CAMILA URRUTIA: GUNPOWDER HEART (2019)
ANDREA HENRY, VANESSA HERNANDEZ IN GUNPOWDER HEART
Violent lesbian girls in Guatemala. This is an unexpected new genre. The two girls, Maria (Vanessa Hernández) and Claudia (Andrea Henry), are young. One is blond, the other dark. Both have tattoos and are femme, but like butch things like bikes. Twenty minutes into this short film they are attacked by three men, who terrorize them, make them strip, get lined up perhaps to rape them, but then are scared off by the guards of the park where this happens because it's closing time. The girls debate what to do for revenge. What they do is chaotic, and leads to disaster.
This is very rough. The two girls aren't very well delineated, and their relationship isn't very well defined either. Some scenes toward the end especially seem very chaotic. But it has excitement and a sense of danger. For some reason it reminded me of a favorite film of mine, Manuel Pradal's 1997
Marie Baie des Anges. Pradal's film is better made and far more beautiful, but both films have in common that sense of love leading to destruction.

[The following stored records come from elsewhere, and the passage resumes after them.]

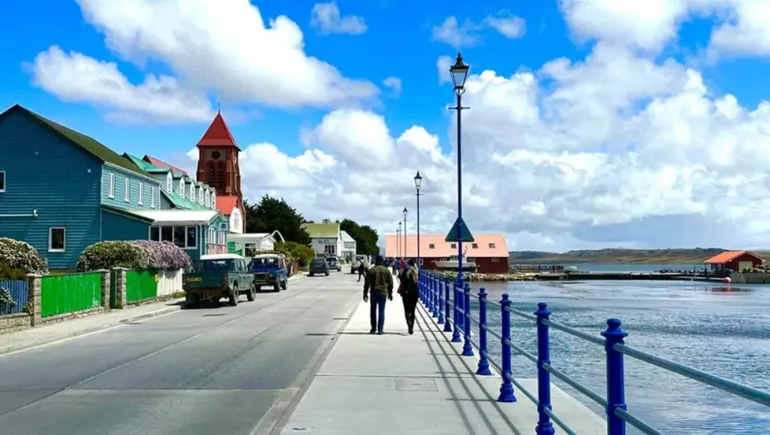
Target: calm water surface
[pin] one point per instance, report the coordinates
(724, 331)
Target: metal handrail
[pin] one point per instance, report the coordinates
(449, 302)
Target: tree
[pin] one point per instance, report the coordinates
(365, 236)
(272, 214)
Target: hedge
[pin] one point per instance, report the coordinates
(136, 254)
(15, 254)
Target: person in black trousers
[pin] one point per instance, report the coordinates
(410, 294)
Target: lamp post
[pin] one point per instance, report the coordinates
(459, 72)
(406, 254)
(417, 185)
(399, 240)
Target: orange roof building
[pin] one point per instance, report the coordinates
(488, 251)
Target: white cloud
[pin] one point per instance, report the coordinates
(78, 78)
(394, 84)
(326, 19)
(468, 33)
(225, 48)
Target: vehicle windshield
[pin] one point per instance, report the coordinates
(214, 265)
(264, 262)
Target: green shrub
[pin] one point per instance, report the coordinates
(106, 255)
(16, 254)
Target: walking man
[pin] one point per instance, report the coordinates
(410, 295)
(380, 282)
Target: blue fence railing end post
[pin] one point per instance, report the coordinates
(506, 390)
(483, 366)
(616, 394)
(456, 314)
(439, 302)
(467, 329)
(544, 424)
(447, 306)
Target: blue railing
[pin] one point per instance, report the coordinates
(18, 291)
(450, 303)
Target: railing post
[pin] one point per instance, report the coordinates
(456, 314)
(506, 390)
(616, 394)
(439, 303)
(544, 425)
(483, 366)
(447, 306)
(467, 346)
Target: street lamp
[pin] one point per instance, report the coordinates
(399, 240)
(417, 185)
(406, 254)
(459, 73)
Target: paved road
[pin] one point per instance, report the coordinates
(212, 371)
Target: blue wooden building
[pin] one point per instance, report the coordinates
(61, 191)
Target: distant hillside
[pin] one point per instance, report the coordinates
(619, 256)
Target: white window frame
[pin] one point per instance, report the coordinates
(111, 191)
(50, 239)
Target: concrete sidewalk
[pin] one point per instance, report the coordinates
(420, 384)
(57, 331)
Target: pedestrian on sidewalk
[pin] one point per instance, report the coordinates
(380, 282)
(410, 293)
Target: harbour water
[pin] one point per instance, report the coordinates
(721, 330)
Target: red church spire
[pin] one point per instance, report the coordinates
(218, 135)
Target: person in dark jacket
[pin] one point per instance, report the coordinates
(379, 282)
(410, 278)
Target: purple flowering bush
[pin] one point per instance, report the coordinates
(15, 254)
(165, 255)
(136, 255)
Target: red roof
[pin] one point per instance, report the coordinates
(161, 164)
(226, 204)
(218, 135)
(727, 256)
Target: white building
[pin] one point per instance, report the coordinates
(348, 246)
(326, 238)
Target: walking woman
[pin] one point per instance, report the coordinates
(410, 293)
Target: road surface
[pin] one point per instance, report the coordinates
(207, 371)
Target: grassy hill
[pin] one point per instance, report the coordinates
(621, 256)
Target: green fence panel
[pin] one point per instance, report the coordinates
(62, 294)
(141, 285)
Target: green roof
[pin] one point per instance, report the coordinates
(322, 230)
(88, 144)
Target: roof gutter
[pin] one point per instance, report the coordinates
(33, 214)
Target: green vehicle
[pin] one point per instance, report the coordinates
(218, 276)
(269, 270)
(318, 266)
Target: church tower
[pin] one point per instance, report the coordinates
(218, 167)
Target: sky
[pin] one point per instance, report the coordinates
(592, 123)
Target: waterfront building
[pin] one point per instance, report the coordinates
(218, 167)
(488, 252)
(61, 191)
(737, 261)
(326, 238)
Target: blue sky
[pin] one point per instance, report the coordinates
(649, 134)
(397, 43)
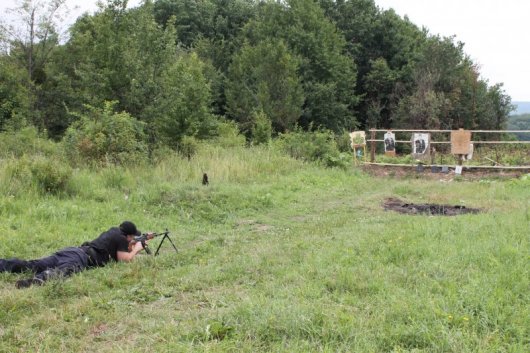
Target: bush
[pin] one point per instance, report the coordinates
(102, 136)
(50, 175)
(228, 135)
(188, 146)
(262, 128)
(319, 145)
(46, 175)
(26, 141)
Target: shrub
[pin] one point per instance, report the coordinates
(316, 145)
(228, 134)
(25, 141)
(188, 146)
(262, 128)
(50, 175)
(103, 136)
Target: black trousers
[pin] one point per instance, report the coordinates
(63, 263)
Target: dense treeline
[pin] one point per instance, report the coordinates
(520, 122)
(174, 69)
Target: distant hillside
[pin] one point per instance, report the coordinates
(522, 108)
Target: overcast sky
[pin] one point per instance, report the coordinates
(495, 32)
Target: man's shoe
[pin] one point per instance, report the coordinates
(25, 283)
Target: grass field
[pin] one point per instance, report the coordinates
(274, 256)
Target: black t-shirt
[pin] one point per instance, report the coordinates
(108, 244)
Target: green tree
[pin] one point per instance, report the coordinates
(104, 136)
(182, 107)
(328, 76)
(264, 78)
(13, 95)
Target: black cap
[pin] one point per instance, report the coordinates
(128, 228)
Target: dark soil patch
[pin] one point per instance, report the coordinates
(392, 204)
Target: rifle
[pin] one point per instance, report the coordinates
(148, 236)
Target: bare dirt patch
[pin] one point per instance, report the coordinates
(427, 173)
(393, 204)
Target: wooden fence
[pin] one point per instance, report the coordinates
(444, 142)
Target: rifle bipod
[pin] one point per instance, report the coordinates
(166, 236)
(148, 236)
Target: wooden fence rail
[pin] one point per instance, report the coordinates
(372, 140)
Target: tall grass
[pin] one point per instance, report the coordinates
(275, 255)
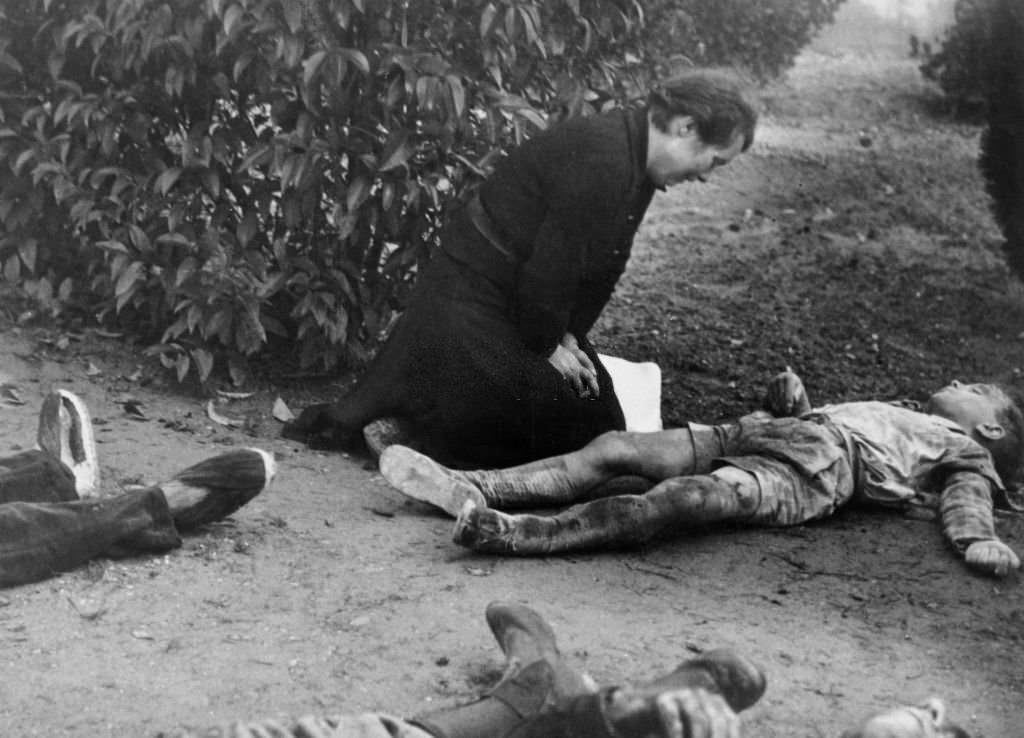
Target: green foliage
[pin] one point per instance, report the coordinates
(762, 37)
(962, 66)
(219, 176)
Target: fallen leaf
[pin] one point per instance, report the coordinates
(282, 411)
(212, 414)
(236, 395)
(9, 394)
(133, 408)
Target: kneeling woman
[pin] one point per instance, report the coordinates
(491, 363)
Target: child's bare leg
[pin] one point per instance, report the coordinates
(672, 506)
(554, 481)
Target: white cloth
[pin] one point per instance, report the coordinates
(638, 386)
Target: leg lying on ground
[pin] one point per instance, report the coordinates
(549, 482)
(45, 528)
(631, 520)
(541, 696)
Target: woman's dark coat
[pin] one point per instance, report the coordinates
(467, 362)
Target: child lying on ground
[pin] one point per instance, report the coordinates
(541, 695)
(784, 467)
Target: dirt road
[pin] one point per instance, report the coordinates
(853, 243)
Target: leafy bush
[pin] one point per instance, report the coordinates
(1001, 159)
(216, 176)
(962, 63)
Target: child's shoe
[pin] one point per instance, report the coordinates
(66, 433)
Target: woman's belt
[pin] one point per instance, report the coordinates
(485, 226)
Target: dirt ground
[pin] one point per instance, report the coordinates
(853, 243)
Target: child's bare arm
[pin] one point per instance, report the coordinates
(967, 522)
(786, 396)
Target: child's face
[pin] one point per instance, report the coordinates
(969, 405)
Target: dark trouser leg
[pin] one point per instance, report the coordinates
(35, 477)
(38, 540)
(631, 520)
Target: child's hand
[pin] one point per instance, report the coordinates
(992, 557)
(786, 395)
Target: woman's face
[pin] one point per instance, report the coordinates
(684, 157)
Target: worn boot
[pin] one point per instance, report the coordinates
(215, 487)
(536, 679)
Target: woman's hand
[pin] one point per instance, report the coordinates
(786, 396)
(574, 366)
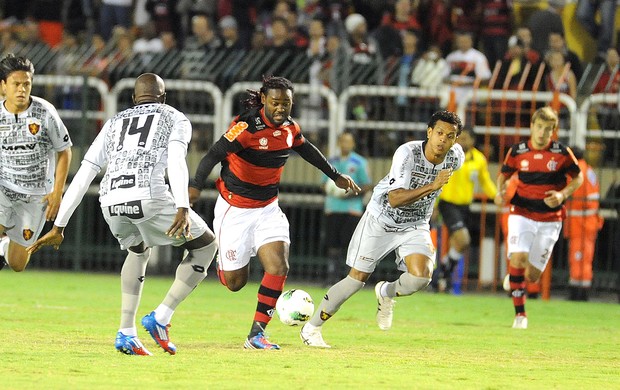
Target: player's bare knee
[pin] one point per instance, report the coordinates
(408, 284)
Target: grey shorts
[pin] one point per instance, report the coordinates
(23, 216)
(147, 221)
(371, 243)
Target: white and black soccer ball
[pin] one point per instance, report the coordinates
(294, 307)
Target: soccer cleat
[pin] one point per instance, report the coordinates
(259, 342)
(158, 332)
(130, 345)
(312, 337)
(520, 322)
(385, 308)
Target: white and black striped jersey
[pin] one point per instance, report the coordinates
(410, 169)
(28, 145)
(134, 146)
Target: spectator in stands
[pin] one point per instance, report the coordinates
(454, 201)
(514, 74)
(405, 68)
(36, 153)
(403, 18)
(343, 210)
(602, 32)
(165, 17)
(465, 15)
(525, 35)
(149, 40)
(204, 36)
(558, 43)
(557, 79)
(609, 82)
(248, 220)
(259, 39)
(187, 9)
(114, 13)
(168, 40)
(467, 66)
(495, 28)
(230, 33)
(544, 21)
(393, 26)
(143, 214)
(430, 69)
(281, 36)
(363, 48)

The chaos may reflect a kind of pathetic fallacy - the art work mimicking the undesirable quality it seems to depict. But as a rough note from the front, from a demographic that is, like transgender people, by its nature in danger from racist, violent, illiberal elements of society particularly in a violent and poor Latin American country, this has validity as a vivid message from the front. The young filmmaker Camila Urrutia, who addresses the audience in a very short video before the movie starts as do all the directors in the SXSW virtual theater offerings, would and does define herself and these two young women as "queer." "Lesbian" is a retro term, apolitical and conservative and perhaps hostile terminology. As of course "queer" was originally. This film will do well at LGBT events and could become a cult film for its niche.
Gunpowder Heart/Pólvora en el corazón, 88 mins., debuted Nov. 19, 2019 at Huelva Iberoamerican Film Festival. It was to be in the cancelled April SXSW Festival and was screened on Amazon Prime for this review as part of the virtual theater presentation Apr. 27-May 6, 2020 of a selection of SXSW films.